U.S. District Judge Michael Ponsor said he reached the ``unavoidable conclusion'' as he reflected on the trial of nurse Kristen Gilbert, who had faced the death penalty for killing four of her patients. She was given a life sentence when jurors did not unanimously agree she should be executed.

``(A) legal regime relying on the death penalty will inevitably execute innocent people - not too often, one hopes, but undoubtedly sometimes,'' Ponsor wrote in The Boston Globe on Sunday.

``Mistakes will be made because it is simply not possible to do something this difficult perfectly, all the time,'' he said. ``Any honest proponent of capital punishment must face this fact.''

Ponsor did not say whether he supports the death penalty and did not question Gilbert's conviction or sentence. He did not return phone calls Monday from The Associated Press.

``(The) issue is not whether the Gilbert jurors got it right, or even whether the next 10, or 20, or 100 capital cases will go off without error,'' Ponsor wrote. ``Eventually, in some courtroom somewhere, someone will get it wrong; the process is both too human and too complex to expect otherwise.''

It was Ponsor's first capital punishment case in his 17 years on the bench. He said that he had nightmares in which he was an executioner or a prisoner facing death, but would be willing to preside over another death penalty trial.

Beth Cohen, a professor at Western New England College School of Law, said Ponsor's public statements don't breach any codes of judicial conduct.

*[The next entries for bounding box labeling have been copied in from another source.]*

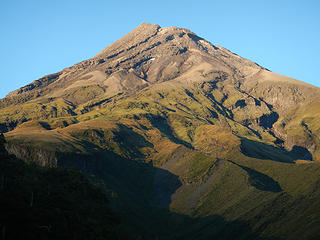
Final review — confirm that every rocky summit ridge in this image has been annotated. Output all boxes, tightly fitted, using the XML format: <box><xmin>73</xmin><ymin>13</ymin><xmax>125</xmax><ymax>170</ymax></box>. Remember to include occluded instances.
<box><xmin>0</xmin><ymin>23</ymin><xmax>320</xmax><ymax>239</ymax></box>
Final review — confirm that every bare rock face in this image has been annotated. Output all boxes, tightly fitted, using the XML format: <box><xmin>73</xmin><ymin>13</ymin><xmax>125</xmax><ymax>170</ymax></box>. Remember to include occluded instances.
<box><xmin>0</xmin><ymin>23</ymin><xmax>320</xmax><ymax>239</ymax></box>
<box><xmin>0</xmin><ymin>23</ymin><xmax>320</xmax><ymax>161</ymax></box>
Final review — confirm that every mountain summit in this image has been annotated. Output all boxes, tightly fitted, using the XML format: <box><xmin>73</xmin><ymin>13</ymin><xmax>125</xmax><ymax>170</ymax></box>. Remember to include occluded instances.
<box><xmin>0</xmin><ymin>23</ymin><xmax>320</xmax><ymax>239</ymax></box>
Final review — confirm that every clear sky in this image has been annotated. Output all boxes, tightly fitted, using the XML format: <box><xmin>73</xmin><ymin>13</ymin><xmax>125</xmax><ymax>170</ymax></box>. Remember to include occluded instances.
<box><xmin>0</xmin><ymin>0</ymin><xmax>320</xmax><ymax>98</ymax></box>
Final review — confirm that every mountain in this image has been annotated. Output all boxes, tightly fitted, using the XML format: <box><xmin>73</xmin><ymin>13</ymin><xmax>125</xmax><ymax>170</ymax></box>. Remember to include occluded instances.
<box><xmin>0</xmin><ymin>23</ymin><xmax>320</xmax><ymax>239</ymax></box>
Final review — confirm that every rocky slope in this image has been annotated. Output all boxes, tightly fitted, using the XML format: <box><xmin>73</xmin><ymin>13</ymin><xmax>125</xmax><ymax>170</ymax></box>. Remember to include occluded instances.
<box><xmin>0</xmin><ymin>23</ymin><xmax>320</xmax><ymax>239</ymax></box>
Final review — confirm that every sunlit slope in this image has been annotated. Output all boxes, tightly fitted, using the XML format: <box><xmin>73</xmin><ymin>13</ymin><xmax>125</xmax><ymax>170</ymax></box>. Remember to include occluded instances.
<box><xmin>0</xmin><ymin>24</ymin><xmax>320</xmax><ymax>239</ymax></box>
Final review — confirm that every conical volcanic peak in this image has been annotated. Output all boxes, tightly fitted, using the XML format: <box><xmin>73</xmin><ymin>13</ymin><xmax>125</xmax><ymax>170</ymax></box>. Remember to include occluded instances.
<box><xmin>0</xmin><ymin>23</ymin><xmax>320</xmax><ymax>239</ymax></box>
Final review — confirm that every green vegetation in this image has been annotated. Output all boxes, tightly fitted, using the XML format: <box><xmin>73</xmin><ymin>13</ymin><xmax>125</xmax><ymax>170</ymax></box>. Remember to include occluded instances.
<box><xmin>0</xmin><ymin>135</ymin><xmax>127</xmax><ymax>240</ymax></box>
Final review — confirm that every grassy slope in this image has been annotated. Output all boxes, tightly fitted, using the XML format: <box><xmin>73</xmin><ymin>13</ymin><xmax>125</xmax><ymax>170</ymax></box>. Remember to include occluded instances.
<box><xmin>3</xmin><ymin>79</ymin><xmax>320</xmax><ymax>239</ymax></box>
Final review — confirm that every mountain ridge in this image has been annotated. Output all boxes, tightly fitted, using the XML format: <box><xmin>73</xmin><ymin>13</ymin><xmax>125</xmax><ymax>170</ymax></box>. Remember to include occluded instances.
<box><xmin>0</xmin><ymin>23</ymin><xmax>320</xmax><ymax>239</ymax></box>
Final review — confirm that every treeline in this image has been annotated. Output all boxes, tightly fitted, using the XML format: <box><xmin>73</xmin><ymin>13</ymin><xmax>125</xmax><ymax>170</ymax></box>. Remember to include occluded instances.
<box><xmin>0</xmin><ymin>135</ymin><xmax>124</xmax><ymax>240</ymax></box>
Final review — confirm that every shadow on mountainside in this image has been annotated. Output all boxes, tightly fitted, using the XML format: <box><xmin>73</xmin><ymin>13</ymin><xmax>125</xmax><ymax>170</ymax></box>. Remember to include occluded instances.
<box><xmin>1</xmin><ymin>132</ymin><xmax>288</xmax><ymax>240</ymax></box>
<box><xmin>229</xmin><ymin>160</ymin><xmax>282</xmax><ymax>192</ymax></box>
<box><xmin>241</xmin><ymin>138</ymin><xmax>312</xmax><ymax>163</ymax></box>
<box><xmin>59</xmin><ymin>147</ymin><xmax>280</xmax><ymax>240</ymax></box>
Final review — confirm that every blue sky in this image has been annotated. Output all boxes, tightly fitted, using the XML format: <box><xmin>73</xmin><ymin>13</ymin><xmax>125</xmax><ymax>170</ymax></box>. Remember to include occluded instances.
<box><xmin>0</xmin><ymin>0</ymin><xmax>320</xmax><ymax>98</ymax></box>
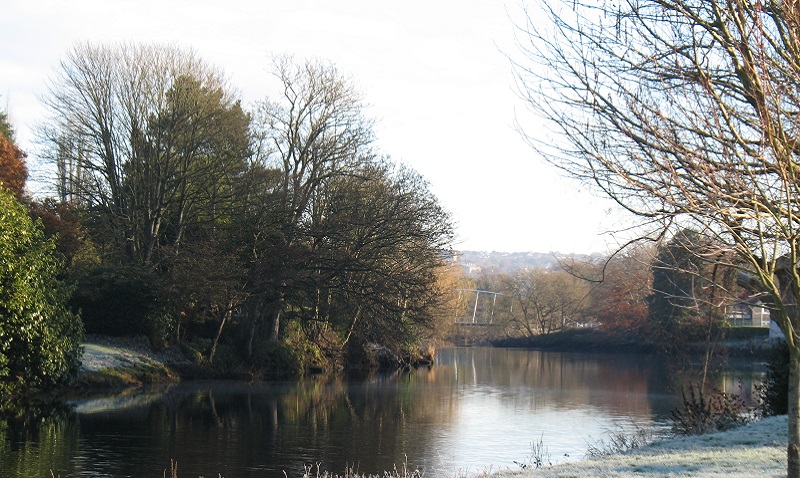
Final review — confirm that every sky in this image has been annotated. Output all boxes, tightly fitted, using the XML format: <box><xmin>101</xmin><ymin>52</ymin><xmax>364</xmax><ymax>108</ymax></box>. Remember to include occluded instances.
<box><xmin>0</xmin><ymin>0</ymin><xmax>621</xmax><ymax>253</ymax></box>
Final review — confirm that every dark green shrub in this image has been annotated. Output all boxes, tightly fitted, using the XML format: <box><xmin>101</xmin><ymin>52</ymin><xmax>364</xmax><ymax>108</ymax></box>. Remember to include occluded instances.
<box><xmin>759</xmin><ymin>341</ymin><xmax>790</xmax><ymax>416</ymax></box>
<box><xmin>670</xmin><ymin>385</ymin><xmax>750</xmax><ymax>435</ymax></box>
<box><xmin>0</xmin><ymin>188</ymin><xmax>83</xmax><ymax>409</ymax></box>
<box><xmin>71</xmin><ymin>267</ymin><xmax>157</xmax><ymax>337</ymax></box>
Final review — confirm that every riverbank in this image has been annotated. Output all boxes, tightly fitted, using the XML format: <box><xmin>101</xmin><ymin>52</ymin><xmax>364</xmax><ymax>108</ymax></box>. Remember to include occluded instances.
<box><xmin>70</xmin><ymin>336</ymin><xmax>192</xmax><ymax>394</ymax></box>
<box><xmin>510</xmin><ymin>415</ymin><xmax>788</xmax><ymax>478</ymax></box>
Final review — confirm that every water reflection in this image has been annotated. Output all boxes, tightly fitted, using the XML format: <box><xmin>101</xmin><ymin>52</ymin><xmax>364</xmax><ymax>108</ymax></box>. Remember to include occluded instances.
<box><xmin>0</xmin><ymin>348</ymin><xmax>762</xmax><ymax>478</ymax></box>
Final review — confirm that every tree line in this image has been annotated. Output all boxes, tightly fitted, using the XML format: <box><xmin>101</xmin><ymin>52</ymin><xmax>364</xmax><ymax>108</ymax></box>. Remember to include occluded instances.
<box><xmin>3</xmin><ymin>44</ymin><xmax>453</xmax><ymax>406</ymax></box>
<box><xmin>462</xmin><ymin>228</ymin><xmax>744</xmax><ymax>353</ymax></box>
<box><xmin>516</xmin><ymin>0</ymin><xmax>800</xmax><ymax>478</ymax></box>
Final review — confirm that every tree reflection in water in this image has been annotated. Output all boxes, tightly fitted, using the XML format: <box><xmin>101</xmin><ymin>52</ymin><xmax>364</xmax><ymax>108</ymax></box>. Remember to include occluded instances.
<box><xmin>0</xmin><ymin>348</ymin><xmax>763</xmax><ymax>478</ymax></box>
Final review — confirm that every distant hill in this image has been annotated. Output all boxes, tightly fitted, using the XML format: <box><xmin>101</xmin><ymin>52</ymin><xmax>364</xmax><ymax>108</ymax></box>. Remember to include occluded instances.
<box><xmin>455</xmin><ymin>251</ymin><xmax>603</xmax><ymax>275</ymax></box>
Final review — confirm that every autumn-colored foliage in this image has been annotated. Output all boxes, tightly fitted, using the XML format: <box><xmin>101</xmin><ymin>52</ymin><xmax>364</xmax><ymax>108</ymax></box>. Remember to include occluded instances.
<box><xmin>0</xmin><ymin>133</ymin><xmax>28</xmax><ymax>199</ymax></box>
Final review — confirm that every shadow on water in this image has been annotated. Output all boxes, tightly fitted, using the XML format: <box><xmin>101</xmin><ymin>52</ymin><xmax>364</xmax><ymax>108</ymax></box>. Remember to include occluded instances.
<box><xmin>0</xmin><ymin>348</ymin><xmax>763</xmax><ymax>478</ymax></box>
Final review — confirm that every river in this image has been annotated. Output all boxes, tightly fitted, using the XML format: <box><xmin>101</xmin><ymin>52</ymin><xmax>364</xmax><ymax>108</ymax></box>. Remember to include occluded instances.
<box><xmin>0</xmin><ymin>348</ymin><xmax>764</xmax><ymax>478</ymax></box>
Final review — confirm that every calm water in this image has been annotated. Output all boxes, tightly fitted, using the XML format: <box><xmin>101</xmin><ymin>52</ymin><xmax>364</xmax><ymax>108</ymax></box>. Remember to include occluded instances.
<box><xmin>0</xmin><ymin>348</ymin><xmax>763</xmax><ymax>478</ymax></box>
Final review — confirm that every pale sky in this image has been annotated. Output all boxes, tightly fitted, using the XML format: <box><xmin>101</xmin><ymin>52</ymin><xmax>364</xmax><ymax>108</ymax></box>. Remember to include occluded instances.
<box><xmin>0</xmin><ymin>0</ymin><xmax>619</xmax><ymax>253</ymax></box>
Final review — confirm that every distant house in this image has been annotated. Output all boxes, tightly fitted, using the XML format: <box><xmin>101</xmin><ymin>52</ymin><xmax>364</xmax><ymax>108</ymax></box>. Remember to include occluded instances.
<box><xmin>725</xmin><ymin>295</ymin><xmax>772</xmax><ymax>327</ymax></box>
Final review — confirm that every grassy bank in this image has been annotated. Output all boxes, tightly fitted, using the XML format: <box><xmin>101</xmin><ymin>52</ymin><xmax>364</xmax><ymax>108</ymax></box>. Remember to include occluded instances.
<box><xmin>515</xmin><ymin>415</ymin><xmax>788</xmax><ymax>478</ymax></box>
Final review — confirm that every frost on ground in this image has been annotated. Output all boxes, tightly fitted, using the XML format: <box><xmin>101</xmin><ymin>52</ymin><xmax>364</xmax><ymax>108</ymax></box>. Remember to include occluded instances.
<box><xmin>515</xmin><ymin>415</ymin><xmax>788</xmax><ymax>478</ymax></box>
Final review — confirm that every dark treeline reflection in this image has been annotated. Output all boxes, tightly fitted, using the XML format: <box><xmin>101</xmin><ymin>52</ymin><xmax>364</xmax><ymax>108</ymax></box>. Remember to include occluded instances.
<box><xmin>0</xmin><ymin>348</ymin><xmax>760</xmax><ymax>478</ymax></box>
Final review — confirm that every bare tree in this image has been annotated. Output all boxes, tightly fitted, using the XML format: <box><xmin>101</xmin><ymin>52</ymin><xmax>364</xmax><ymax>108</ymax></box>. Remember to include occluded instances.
<box><xmin>40</xmin><ymin>44</ymin><xmax>249</xmax><ymax>266</ymax></box>
<box><xmin>503</xmin><ymin>268</ymin><xmax>589</xmax><ymax>337</ymax></box>
<box><xmin>248</xmin><ymin>56</ymin><xmax>373</xmax><ymax>341</ymax></box>
<box><xmin>517</xmin><ymin>0</ymin><xmax>800</xmax><ymax>477</ymax></box>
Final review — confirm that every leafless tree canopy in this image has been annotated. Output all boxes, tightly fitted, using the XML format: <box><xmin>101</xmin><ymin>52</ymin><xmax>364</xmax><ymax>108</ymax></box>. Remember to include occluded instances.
<box><xmin>517</xmin><ymin>0</ymin><xmax>800</xmax><ymax>476</ymax></box>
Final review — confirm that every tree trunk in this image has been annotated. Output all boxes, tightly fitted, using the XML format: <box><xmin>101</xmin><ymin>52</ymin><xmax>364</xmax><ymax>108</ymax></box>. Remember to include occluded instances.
<box><xmin>786</xmin><ymin>347</ymin><xmax>800</xmax><ymax>478</ymax></box>
<box><xmin>208</xmin><ymin>307</ymin><xmax>232</xmax><ymax>365</ymax></box>
<box><xmin>269</xmin><ymin>305</ymin><xmax>281</xmax><ymax>344</ymax></box>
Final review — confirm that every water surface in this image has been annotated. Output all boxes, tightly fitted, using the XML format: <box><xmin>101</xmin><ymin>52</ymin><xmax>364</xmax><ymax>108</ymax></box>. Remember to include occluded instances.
<box><xmin>0</xmin><ymin>348</ymin><xmax>763</xmax><ymax>478</ymax></box>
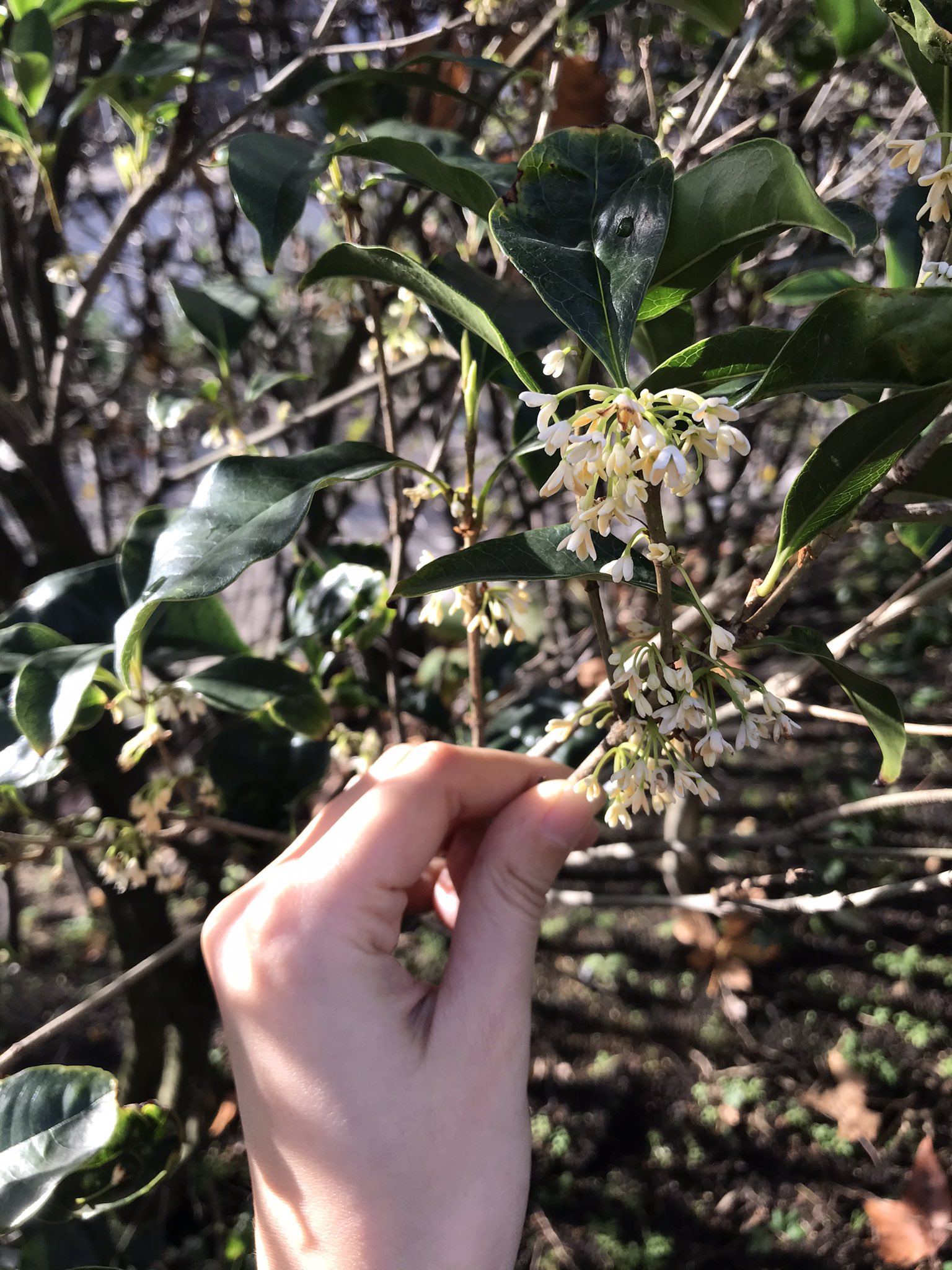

``He's saying quite clearly that he takes no position on the death penalty,'' Cohen said. ``He in no way at all compromises his ability to enforce the law if another capital case is before him.''

Gilbert, 33, was found guilty in March of killing her patients with overdoses of epinephrine, a heart stimulant that sent their hearts racing out of control. She also was convicted of trying to murder three other patients.

Because the deaths were at a veterans hospital, the case was tried in federal court, where the death penalty applied. Massachusetts banned capital punishment in state cases in 1984.

Ponsor's statements came a week after Supreme Court Justice Sandra Day O'Connor  questioned the fairness of the death penalty, saying some death row inmates had inferior representation and may not have had access to DNA testing that could clear them.

``Judge Ponsor is expressing the same kind of concerns that many people are having now,'' said Virginia Sloan, the executive director of the Constitution Project, a national bipartisan committee studying the death penalty. The committee is composed of supporters and opponents of the death penalty who believe it is administered unevenly.